In questi giorni, quando la mattina apro le finestre e vedo il cielo di Varese invariabilmente bianco – se non decisamente scuro, minaccioso o piovoso –, mi chiedo: ma perché vivo qui? Sì, lo so perché: qui ho gli amici e l’unica parente rimasta, Varese è casa. Però, tornata da poco dalle vacanze, col cuore sono rimasta in Sicilia. Ho soggiornato dieci giorni nell’estremo sud-est dell’isola, in un villaggio che si affaccia su una spiaggia lunghissima e profonda, modellata dalle onde del Mediterraneo che lì sembra oceano. Pure i giorni grigi erano luminosi. Del Sud amo la luce, anche quella impietosa e ardente di luglio e agosto che quasi annulla i colori; mi sento in sintonia con i popoli antichi, Greci e Romani, che l’hanno abitato; riesco a capire e quasi a sentire il loro amore per la vita, persino la mancanza di pudore con cui esprimevano quell’amore.

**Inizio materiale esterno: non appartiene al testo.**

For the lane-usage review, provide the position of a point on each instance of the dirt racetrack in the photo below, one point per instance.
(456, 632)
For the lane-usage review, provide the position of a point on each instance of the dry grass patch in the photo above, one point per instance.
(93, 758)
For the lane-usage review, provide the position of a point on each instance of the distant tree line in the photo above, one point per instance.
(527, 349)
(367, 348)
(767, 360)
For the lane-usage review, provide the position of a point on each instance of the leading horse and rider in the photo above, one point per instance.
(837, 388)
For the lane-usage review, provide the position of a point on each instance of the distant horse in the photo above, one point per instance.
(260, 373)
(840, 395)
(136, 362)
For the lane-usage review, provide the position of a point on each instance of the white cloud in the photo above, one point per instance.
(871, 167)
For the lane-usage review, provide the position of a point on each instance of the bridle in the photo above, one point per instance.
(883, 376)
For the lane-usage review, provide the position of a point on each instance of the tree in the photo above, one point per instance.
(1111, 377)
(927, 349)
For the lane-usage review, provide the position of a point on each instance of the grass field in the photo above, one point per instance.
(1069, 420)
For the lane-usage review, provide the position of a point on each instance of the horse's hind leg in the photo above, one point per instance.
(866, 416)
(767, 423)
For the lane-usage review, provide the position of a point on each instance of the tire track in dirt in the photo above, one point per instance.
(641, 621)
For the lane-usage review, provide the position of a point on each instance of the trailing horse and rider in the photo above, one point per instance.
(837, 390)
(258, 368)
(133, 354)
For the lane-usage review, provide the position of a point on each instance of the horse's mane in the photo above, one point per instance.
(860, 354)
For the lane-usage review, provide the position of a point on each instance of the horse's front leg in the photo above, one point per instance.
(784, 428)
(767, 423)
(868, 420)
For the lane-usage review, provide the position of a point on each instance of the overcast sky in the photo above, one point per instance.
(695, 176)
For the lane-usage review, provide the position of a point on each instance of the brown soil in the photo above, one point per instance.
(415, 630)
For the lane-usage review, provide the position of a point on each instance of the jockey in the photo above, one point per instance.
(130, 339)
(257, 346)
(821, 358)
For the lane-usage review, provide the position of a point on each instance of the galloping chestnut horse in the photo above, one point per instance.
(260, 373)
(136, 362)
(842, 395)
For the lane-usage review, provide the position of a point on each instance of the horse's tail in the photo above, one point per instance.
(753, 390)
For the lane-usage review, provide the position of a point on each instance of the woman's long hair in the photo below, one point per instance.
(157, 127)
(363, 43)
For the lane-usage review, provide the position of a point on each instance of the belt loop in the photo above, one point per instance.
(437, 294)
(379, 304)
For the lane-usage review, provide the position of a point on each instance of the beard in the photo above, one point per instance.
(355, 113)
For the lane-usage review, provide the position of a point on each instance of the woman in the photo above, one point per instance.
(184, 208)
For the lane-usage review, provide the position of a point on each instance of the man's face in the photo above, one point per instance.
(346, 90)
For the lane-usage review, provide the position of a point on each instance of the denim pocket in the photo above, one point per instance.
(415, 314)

E così volto le spalle al cielo latteo di Varese e ritorno col pensiero al verde dei fichi d’india già punteggiati dall’arancio dei frutti maturi, ai campi di mandorli, di carrubi, di ulivi e di viti. Rivedo la luce di Noto, esaltata dal colore chiaro degli edifici barocchi. Ripercorro gli spazi della Villa del Casale di Piazza Armerina cercando di ricordare i mosaici multicolori: gli animali esotici, i pesci sott’acqua, i bambini che giocano, le atlete in costumi succinti che si allenano con eleganti movenze di danza.
Il blu, il giallo, il verde e l’arancio sono i colori delle ceramiche di Caltagirone: fermarsi davanti alle vetrine che le espongono o entrare nei negozi non è solo fare shopping, ma capire un po’ di più l’anima di questa terra, la sua passionalità e le sue contraddizioni. Dopo aver ammirato la sontuosità del barocco non ti aspetteresti l’umile Marzamemi, i suoi modesti accoglienti locali, i vicoli e le piazze a misura umana, le tonnare. Eppure qualcosa unisce tutte queste diverse realtà e credo proprio che sia la luce. E anche la sua storia: meta di popoli e culture diversi, ha saputo fonderne e armonizzare le caratteristiche, fino a farle proprie.
Anche di Scicli mi è rimasta la luce, benché l’abbia visitata di sera: la luce bianca della chiesa di San Matteo che domina la città dall’alto di una collina, quella dorata che illumina gli edifici e le vie principali. Era una sera tranquilla di fine settembre, le strade ancora brillavano per la pioggia caduta durante il giorno, non c’erano turisti e anche sciclitani ne giravano pochi. Sembrava che la città ci stesse aspettando e ci accogliesse con l’eleganza delle sue architetture, che hanno saputo interpretare il barocco con discrezione. L’ho trovata “carezzevole”. So che è un aggettivo improprio per una città, però è proprio questa la sensazione che ne ho ricevuto. Forse anche grazie ad un sontuoso cannolo fritto e farcito al momento in una pasticceria? Non lo escludo.
Ma le immagini più luminose e consolatorie in cui mi rifugio per sfuggire al grigiore sono due. Capo Passero, la punta più meridionale dell’isola, su cui sorge un bianco torrione e che ancora vedo inquadrata tra le pale dei fichi d’india, e la spiaggia di Marespica battuta dal vento, che l’ultima mattina, prima della partenza, mi sono fermata ad abbracciare con lo sguardo dall’alto della terrazza del bar, nella speranza che la visione potesse accompagnarmi per tutto l’inverno.